Тем самым в их рассказ о будущем органически входят представления, размышления, порожденные современностью. Человек в фантастике Стругацких становится мостиком, переброшенным из настоящего в будущее; именно через него течет навстречу нам река времени.
Это обстоятельство мне хотелось бы подчеркнуть. Фантастика у Стругацких (и здесь, и позже) не превращается в аллегорическую литературу и в то же время не порывает с той действительностью, в которой мы реально существуем; не теряя своего особого интереса как литература о будущем, она приобретает общечеловеческий интерес как литература о настоящем.

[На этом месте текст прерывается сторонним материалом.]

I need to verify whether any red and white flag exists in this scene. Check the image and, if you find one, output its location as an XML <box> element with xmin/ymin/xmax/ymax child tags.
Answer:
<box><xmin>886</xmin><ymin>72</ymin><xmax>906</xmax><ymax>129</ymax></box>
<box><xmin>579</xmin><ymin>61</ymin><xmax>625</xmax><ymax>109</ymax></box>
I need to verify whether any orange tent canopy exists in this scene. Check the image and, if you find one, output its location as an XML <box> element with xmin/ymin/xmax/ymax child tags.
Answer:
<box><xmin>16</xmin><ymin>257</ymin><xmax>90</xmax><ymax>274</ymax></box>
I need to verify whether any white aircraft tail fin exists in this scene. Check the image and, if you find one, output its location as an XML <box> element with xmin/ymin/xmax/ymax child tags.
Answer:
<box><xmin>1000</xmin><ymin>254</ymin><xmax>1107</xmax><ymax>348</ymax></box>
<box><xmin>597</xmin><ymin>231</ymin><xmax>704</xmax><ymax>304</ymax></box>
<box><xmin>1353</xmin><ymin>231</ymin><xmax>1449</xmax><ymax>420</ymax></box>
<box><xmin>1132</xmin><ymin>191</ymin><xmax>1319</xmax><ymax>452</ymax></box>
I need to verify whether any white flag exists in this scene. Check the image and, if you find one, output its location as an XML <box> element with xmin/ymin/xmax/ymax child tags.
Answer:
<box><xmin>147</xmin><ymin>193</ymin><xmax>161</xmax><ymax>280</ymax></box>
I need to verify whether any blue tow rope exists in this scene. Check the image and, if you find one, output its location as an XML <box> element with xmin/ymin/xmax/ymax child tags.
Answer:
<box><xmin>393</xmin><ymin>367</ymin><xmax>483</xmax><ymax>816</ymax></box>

Еще одно замечание о членении композиции. Теперь, мне кажется, можно уже утверждать, что оно выражает последовательные витки спирали авторской мысли. Это в высшей степени характерно для книг Стругацких. Многие писатели-фантасты мыслят «сюжетно», т. е. развитие сюжета со всеми его отступлениями, возвращениями и переплетениями соответствует развертыванию основного конфликта. У Стругацких сюжет, как правило, прост, почти прямолинеен. Они художественно мыслят целыми частями книги, кусками композиции, пытаясь заложить в каждый такой кусок единую «тему» (пользуясь музыкальным термином), один из тезисов своей мысли.
Таковы две темы и соответственно две части «Далекой Радуги» их «Попытки к бегству»: безмятежно-солнечная и трагедийно-страстная. Кроме тех мыслей, которые раскрываются развитием событий, само это композиционное строение несет дополнительную мысль, находящуюся на грани музыкального ощущения — мысль о скрытой сложности и противоречивости жизни…
<…>
Схема Дюма, которую Стругацкие использовали для первой книги, также сыграла свою роль. Она по инерции увлекала их мысль по своим колдобинам. Каюсь: я подозреваю, что Стругацкие не просто спародировали Дюма, но в чем-то всерьез поддались очарованию его схемы и соблазну ее неисчерпаемых возможностей продолжения. Тот искренний восторг, с которым они живописуют своих космических мушкетеров в следующих книгах серии («Путь на Амальтею», «Стажеры»), любуются их эффектными позами и фразами, выдает их юношескую влюбленность во внешний блеск мушкетерской романтики. Но кто знает — может быть, без этой зоркости влюбленного мы не имели бы тех великолепных, сочных деталей, тех живых мелочей и подробностей несуществующего быта, благодаря которым он становится почти реальным, а люди его — почти живыми? А ведь в этом — одна из сильнейших сторон таланта Стругацких.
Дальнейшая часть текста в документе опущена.